While Luhrmann injects Elvis with plenty of enjoyable distinctive qualities, even he can't outrun the sense of familiarity that permeates all music biopics. While Presley's stage performances brim with life, depictions of his troubled domestic life do tend to play like serious renditions of select Walk Hard scenes. Similarly, much like with other music biopics about male legends, there's not much room for women in this production. Dutiful partner Priscilla Presley (Olivia DeJonge) is around to say all the normal dialogue wives say in this kind of movie (namely, "I love you" and "I'm taking the kids") with little variation. Speaking of underwhelming aspects, Luhrmann disappointingly maintains the sporadically distracting editing from The Great Gatsby. Some unimaginative and clunky cuts undercut what should be pivotal intimate moments for the characters, like an early conversation between Presley and his mama that keeps cutting around to a distracting degree.

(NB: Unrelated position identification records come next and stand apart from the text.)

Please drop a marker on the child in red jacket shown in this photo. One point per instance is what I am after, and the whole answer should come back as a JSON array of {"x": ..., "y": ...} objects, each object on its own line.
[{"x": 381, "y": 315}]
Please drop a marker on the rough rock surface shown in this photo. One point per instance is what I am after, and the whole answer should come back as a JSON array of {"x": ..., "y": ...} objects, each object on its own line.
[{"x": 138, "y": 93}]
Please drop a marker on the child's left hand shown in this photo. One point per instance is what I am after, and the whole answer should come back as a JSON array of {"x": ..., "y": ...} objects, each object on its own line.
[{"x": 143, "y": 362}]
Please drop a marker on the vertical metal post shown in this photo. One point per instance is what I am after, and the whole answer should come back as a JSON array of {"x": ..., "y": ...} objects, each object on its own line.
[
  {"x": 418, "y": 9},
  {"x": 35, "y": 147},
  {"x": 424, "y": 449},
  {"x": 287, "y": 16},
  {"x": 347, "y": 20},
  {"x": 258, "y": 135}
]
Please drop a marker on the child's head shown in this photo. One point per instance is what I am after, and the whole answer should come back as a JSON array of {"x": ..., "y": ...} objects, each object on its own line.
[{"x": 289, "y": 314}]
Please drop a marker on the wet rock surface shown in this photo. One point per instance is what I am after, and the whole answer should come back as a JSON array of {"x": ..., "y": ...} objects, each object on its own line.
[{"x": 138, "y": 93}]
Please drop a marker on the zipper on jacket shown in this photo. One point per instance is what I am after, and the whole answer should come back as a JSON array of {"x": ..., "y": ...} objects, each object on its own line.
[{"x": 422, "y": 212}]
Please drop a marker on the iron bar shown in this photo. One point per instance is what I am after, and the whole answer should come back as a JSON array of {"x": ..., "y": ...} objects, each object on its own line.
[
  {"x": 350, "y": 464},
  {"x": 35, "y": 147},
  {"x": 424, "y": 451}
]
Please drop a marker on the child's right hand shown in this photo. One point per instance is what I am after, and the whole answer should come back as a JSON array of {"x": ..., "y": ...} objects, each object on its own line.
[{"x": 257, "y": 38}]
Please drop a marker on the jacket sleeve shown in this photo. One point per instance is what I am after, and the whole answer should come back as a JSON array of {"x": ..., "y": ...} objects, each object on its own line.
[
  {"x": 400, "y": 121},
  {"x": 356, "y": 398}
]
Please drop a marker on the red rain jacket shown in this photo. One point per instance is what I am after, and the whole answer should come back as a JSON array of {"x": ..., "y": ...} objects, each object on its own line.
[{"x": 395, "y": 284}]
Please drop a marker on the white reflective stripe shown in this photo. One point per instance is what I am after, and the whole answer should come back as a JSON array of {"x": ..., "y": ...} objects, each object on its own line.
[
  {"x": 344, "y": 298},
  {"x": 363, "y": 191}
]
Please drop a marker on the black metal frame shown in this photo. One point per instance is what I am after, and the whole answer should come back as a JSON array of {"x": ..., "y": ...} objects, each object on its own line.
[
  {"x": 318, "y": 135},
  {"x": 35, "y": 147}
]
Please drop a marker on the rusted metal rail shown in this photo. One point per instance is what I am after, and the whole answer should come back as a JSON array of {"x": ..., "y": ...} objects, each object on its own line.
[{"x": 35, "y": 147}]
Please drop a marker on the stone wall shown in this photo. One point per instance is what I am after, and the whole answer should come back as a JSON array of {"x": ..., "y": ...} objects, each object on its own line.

Most troubling of all, even with Luhrmann finding emotionally affecting ways to apply his fascination with reality trampling dreams to the life of Elvis Presley, I did find myself wondering if Elvis truly had something Earth-shattering or new to observe about its titular lead. Was this all just glossy energetic mayhem rehashing the famous life events of a man we've seen chronicled in cinema so many times before? Thankfully, the third act manages to lend enough downbeat heft to the proceedings to stave off some of these concerns. Plus, Austin Butler turns out to be so good in the lead role that he keeps you from wondering if Elvis could've dug deeper into this music legend.
If there's any reason to see Elvis, it's to witness Butler deliver a performance that's still going to be impressive even after the inevitable onslaught of praise the internet bestows upon him. Butler manages the impressive hat trick of perfectly channeling an image of Presley we all know and love, especially in his Southern twang, but he transports those qualities into a discernible human being. Butler doesn't feel like a caricatured impression of Presley, he just feels like an everyday guy who happens to be a music legend. Plus, he's got magnetic charisma to spare and throws himself into the physicality of the assorted stage performances. More so than anything else, Butler is the heart and soul of Elvis.
Tom Hanks is less consistently successful as Tom Parker, but he's not necessarily bad. Hanks leans into chewing the scenery as the character, particularly through his unreliable narration, and that leads to fun line deliveries. But the application of a fatsuit, prosthetics, and an erratic accent makes it a bit harder to buy this version of Parker as a believable human being, especially when he shares so much screentime with Butler's effortlessly real vision of Elvis Presley. Hanks as Parker is emblematic of the big admirable swings Elvis is constantly taking as a whole movie, with some working out much better than others. This is a music biopic that registers as ambitious, flawed, moving, unwieldy, conventional, and rebellious, all sometimes in the same scene. Most importantly, though, I was moved and entertained by what I witnessed in Elvis, and that counts for a lot. Baz Luhrmann has returned from a hiatus with Elvis, a movie that's far from perfect (it's no Rocketman, that's for sure), but delivers the kind of imaginative gusto that makes him a filmmaker worth watching. Even in his off-notes, you can't help nodding your head to the tune he's playing.